From: Early pandemic HIV-1 integration site preferences differ across anatomical sites

a UpSet plot displaying the intersection of gene sets hosting HIV-1 integration sites located within 100 bp of each other (“gene hotspots”) across different tissues. The horizontal bars represent the total number of gene hotspots identified in each tissue, while the vertical bars indicate the number of shared gene hotspots among tissue-specific sets.
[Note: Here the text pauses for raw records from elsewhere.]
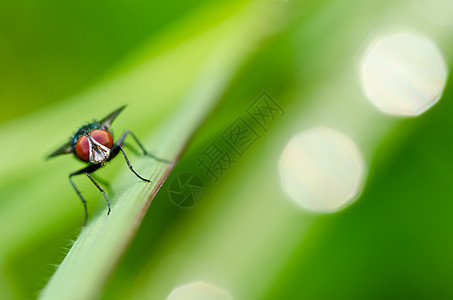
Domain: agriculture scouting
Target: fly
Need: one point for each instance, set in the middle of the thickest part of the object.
(93, 143)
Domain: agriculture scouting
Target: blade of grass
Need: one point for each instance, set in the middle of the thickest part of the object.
(99, 246)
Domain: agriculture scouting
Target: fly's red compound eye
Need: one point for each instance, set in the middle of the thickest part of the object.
(103, 137)
(83, 148)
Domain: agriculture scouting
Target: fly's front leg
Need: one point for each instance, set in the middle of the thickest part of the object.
(89, 169)
(126, 133)
(118, 147)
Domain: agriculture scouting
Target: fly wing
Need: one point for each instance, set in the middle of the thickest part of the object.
(107, 121)
(65, 149)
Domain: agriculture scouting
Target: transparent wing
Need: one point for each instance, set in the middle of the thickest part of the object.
(65, 149)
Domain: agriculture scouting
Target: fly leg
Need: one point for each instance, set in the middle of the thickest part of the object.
(126, 133)
(87, 171)
(118, 147)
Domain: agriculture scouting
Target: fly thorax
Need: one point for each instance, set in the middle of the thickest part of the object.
(98, 153)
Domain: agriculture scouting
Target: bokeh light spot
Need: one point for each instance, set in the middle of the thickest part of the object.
(199, 291)
(437, 12)
(403, 73)
(322, 170)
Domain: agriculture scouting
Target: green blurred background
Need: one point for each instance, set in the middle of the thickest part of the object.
(245, 236)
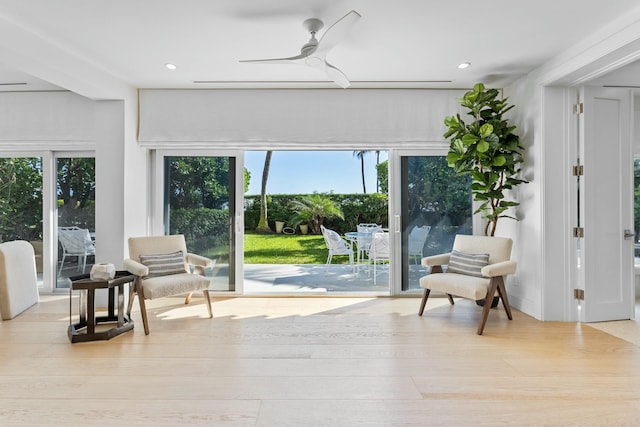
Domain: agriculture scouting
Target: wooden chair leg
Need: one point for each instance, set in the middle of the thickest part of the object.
(143, 312)
(208, 301)
(425, 297)
(502, 291)
(493, 285)
(132, 295)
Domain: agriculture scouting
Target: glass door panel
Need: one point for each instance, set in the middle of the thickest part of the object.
(21, 204)
(436, 205)
(199, 202)
(76, 202)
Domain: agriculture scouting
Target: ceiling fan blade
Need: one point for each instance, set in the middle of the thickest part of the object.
(337, 76)
(335, 33)
(277, 60)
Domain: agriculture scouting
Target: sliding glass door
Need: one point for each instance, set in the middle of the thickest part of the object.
(21, 204)
(76, 209)
(435, 206)
(198, 198)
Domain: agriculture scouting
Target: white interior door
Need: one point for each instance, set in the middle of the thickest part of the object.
(606, 204)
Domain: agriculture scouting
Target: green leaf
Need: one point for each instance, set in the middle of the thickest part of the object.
(486, 130)
(469, 139)
(499, 161)
(483, 146)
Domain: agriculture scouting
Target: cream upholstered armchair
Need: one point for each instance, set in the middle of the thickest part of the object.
(161, 265)
(476, 269)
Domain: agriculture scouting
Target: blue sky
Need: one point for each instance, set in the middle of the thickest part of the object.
(298, 172)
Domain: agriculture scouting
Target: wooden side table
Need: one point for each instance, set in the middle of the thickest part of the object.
(85, 329)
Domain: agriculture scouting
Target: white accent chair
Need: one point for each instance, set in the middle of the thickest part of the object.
(417, 239)
(336, 245)
(18, 278)
(169, 277)
(379, 251)
(76, 242)
(471, 279)
(363, 242)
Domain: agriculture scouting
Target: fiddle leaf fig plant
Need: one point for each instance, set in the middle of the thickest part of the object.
(488, 149)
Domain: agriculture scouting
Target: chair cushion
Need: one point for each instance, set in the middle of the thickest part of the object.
(18, 278)
(163, 264)
(465, 263)
(460, 285)
(173, 284)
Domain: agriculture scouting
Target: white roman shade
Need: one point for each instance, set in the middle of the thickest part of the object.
(285, 117)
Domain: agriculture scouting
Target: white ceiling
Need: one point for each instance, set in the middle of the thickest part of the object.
(97, 47)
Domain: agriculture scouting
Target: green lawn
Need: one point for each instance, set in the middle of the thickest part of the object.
(286, 249)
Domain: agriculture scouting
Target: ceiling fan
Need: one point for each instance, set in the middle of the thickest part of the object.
(314, 52)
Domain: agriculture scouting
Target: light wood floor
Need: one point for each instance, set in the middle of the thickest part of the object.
(316, 362)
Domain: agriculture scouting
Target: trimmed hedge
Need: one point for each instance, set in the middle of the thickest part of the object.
(356, 208)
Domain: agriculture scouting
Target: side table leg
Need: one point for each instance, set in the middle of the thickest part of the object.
(82, 307)
(91, 312)
(121, 304)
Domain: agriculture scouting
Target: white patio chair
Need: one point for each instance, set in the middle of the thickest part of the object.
(379, 251)
(336, 245)
(363, 242)
(75, 242)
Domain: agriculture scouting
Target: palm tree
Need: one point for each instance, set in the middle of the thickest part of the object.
(377, 177)
(360, 155)
(263, 223)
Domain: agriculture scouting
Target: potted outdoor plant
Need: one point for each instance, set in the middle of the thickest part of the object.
(488, 149)
(313, 209)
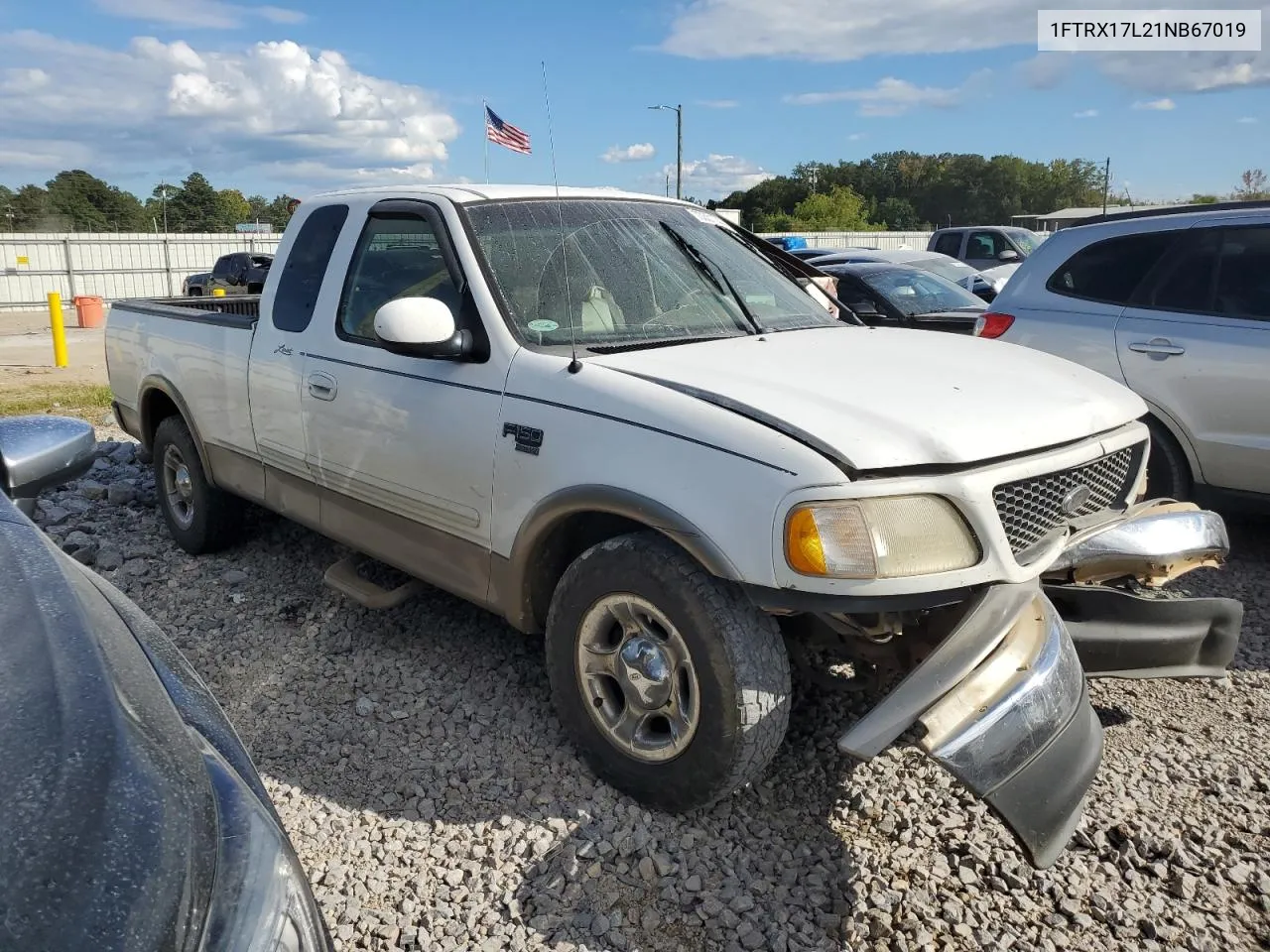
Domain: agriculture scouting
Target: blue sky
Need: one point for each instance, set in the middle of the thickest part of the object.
(313, 94)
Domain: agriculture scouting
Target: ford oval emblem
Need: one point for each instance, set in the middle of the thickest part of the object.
(1075, 500)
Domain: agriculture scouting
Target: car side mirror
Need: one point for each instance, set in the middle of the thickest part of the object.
(422, 326)
(37, 452)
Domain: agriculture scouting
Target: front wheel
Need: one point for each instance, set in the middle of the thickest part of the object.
(674, 685)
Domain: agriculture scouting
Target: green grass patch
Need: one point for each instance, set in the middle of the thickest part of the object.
(86, 400)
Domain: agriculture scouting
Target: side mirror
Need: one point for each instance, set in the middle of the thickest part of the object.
(422, 326)
(37, 452)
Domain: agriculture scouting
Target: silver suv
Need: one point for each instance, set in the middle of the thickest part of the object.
(1178, 307)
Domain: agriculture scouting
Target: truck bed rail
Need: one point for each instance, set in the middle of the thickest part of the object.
(227, 311)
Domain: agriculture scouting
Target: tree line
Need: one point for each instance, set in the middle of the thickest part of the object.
(913, 191)
(77, 200)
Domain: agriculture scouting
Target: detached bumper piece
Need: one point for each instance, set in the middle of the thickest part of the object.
(1151, 633)
(1124, 635)
(1020, 733)
(1005, 708)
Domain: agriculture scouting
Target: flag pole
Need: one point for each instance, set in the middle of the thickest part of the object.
(484, 121)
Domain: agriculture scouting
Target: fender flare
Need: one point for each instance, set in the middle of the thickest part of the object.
(513, 589)
(158, 382)
(1179, 433)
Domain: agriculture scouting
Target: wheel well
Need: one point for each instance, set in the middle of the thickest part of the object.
(157, 407)
(561, 544)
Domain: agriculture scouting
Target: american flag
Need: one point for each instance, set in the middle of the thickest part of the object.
(506, 135)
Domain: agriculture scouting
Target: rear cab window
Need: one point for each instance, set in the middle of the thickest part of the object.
(1111, 270)
(949, 244)
(305, 268)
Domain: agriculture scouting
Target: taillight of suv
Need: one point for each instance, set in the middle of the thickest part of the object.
(992, 324)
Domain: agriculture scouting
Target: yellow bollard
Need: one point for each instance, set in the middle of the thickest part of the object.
(55, 322)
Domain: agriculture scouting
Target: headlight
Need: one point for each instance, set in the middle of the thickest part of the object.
(888, 537)
(261, 901)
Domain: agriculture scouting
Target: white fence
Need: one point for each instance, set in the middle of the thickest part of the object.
(881, 240)
(111, 266)
(153, 266)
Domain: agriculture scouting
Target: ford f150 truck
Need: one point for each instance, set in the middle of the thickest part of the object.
(667, 445)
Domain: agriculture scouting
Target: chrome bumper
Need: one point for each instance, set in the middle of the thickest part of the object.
(1003, 705)
(1153, 542)
(1002, 698)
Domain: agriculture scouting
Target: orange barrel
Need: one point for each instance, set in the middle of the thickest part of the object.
(89, 309)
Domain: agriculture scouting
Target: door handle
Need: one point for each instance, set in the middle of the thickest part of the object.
(322, 386)
(1157, 347)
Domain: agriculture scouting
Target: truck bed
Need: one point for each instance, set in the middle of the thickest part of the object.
(202, 344)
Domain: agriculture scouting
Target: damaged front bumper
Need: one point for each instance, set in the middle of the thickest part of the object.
(1002, 698)
(1003, 703)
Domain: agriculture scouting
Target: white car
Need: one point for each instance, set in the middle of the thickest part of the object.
(627, 425)
(1178, 307)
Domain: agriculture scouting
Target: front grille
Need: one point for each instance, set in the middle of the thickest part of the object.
(1033, 508)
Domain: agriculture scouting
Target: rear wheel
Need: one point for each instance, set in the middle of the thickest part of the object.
(1167, 470)
(674, 685)
(199, 517)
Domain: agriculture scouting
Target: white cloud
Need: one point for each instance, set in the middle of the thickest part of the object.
(716, 176)
(630, 154)
(214, 14)
(163, 105)
(896, 96)
(833, 31)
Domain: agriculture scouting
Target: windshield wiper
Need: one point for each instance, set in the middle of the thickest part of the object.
(702, 266)
(619, 347)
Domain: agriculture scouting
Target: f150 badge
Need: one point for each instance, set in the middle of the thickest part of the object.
(529, 439)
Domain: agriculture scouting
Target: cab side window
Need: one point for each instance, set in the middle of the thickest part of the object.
(305, 268)
(395, 257)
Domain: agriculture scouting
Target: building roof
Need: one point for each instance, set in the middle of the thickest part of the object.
(1075, 213)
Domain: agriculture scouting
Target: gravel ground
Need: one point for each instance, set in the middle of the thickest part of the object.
(418, 766)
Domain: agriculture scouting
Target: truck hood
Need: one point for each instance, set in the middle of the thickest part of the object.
(879, 399)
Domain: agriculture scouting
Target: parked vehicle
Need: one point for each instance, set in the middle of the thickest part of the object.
(979, 284)
(984, 246)
(134, 817)
(1176, 306)
(638, 429)
(238, 273)
(898, 296)
(810, 253)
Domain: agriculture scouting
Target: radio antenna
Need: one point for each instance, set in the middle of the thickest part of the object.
(574, 365)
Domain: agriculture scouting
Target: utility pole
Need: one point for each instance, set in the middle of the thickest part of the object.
(679, 146)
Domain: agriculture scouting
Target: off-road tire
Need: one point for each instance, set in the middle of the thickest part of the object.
(217, 516)
(738, 656)
(1169, 474)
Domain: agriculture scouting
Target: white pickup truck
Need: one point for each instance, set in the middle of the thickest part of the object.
(630, 425)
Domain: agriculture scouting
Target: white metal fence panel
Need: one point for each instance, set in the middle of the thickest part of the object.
(109, 266)
(883, 240)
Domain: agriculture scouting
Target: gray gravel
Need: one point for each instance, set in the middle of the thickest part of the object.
(418, 766)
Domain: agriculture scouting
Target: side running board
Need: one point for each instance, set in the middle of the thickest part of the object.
(344, 578)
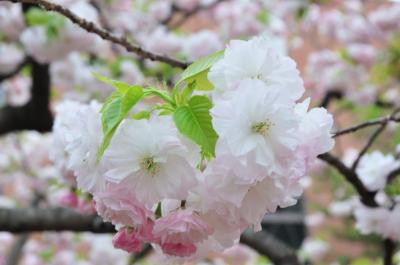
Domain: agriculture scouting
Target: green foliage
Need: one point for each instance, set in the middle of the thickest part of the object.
(115, 109)
(194, 121)
(51, 21)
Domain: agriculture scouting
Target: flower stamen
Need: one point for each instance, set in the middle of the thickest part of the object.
(148, 165)
(261, 127)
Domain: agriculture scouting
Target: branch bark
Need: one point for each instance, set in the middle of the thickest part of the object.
(389, 248)
(104, 34)
(266, 244)
(367, 197)
(23, 220)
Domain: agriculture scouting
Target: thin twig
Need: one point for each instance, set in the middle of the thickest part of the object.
(104, 34)
(270, 246)
(379, 121)
(371, 140)
(367, 197)
(389, 248)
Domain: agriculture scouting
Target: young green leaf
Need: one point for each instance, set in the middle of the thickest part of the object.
(158, 93)
(198, 71)
(194, 121)
(115, 109)
(51, 21)
(118, 85)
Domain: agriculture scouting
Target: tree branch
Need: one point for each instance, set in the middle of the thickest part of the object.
(389, 248)
(24, 220)
(104, 34)
(268, 245)
(367, 197)
(379, 121)
(371, 140)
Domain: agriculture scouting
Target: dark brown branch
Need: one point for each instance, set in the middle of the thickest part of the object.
(24, 220)
(367, 197)
(389, 248)
(16, 250)
(371, 140)
(104, 34)
(367, 124)
(18, 246)
(268, 245)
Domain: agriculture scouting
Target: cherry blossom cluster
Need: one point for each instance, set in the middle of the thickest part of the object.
(157, 186)
(356, 68)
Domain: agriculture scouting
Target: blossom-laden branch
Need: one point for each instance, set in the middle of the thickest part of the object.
(104, 34)
(24, 220)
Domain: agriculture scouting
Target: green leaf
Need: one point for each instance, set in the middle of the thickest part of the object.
(115, 109)
(120, 86)
(194, 121)
(198, 71)
(158, 93)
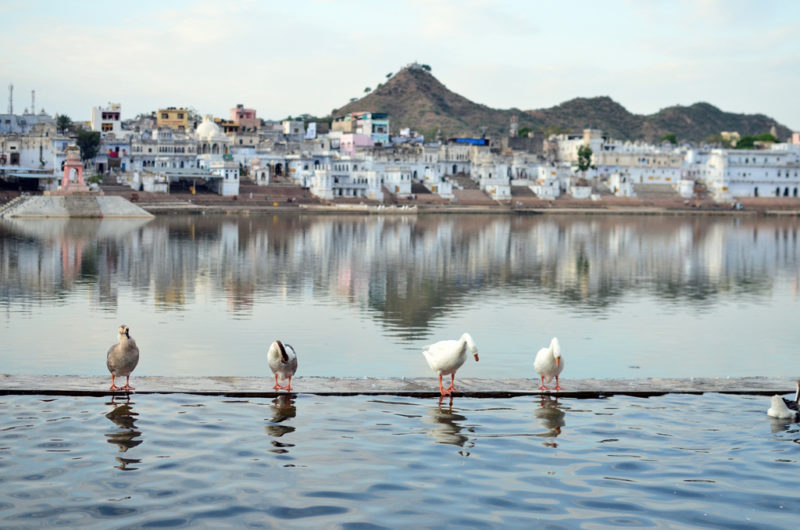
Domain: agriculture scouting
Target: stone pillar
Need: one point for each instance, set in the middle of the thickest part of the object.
(73, 161)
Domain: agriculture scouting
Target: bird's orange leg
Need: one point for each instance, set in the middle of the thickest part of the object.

Black dots and connecting lines denote specific intersections, with single dots representing unique hotspots within one tissue and multiple connected dots indicating shared hotspots across tissues. The dataset was filtered to retain only genes with integration sites meeting the 100 bp proximity threshold, and intersection sizes reflect the degree of conservation or tissue specificity of integration patterns. b Tissue-specific gene hotspots hosting five or more integration sites per gene are listed. These represent genes not targeted by any of the other tissues. c All hotspot genes hosting ten or more integration sites (‘gene super-hotspots’) were filtered for each tissue and compared to each other to identify genes highly targeted by four or more tissues. The ribbons emerging from each tissue in the Circos plot connect to the genes shared by the tissues. d–h Box-and-Whisker plots display the distribution of gene expression levels (transcripts per million, TPM) for two groups of genes: those hosting six or more HIV-1 integration sites (high-frequency group) and those hosting 1–5 integration sites (low-frequency group). Gene expression data were obtained from RNA-seq datasets available in the Human Protein Atlas for the brain, colon, duodenum, esophagus, and stomach. The central line within each box represents the median expression level, the box spans the interquartile range (IQR), and whiskers extend to the minimum and maximum. Statistical significance was assessed using a Mann–Whitney U test (Wilcoxon Rank–Sum test) to determine whether gene expression levels significantly differ between the two integration frequency groups across tissues.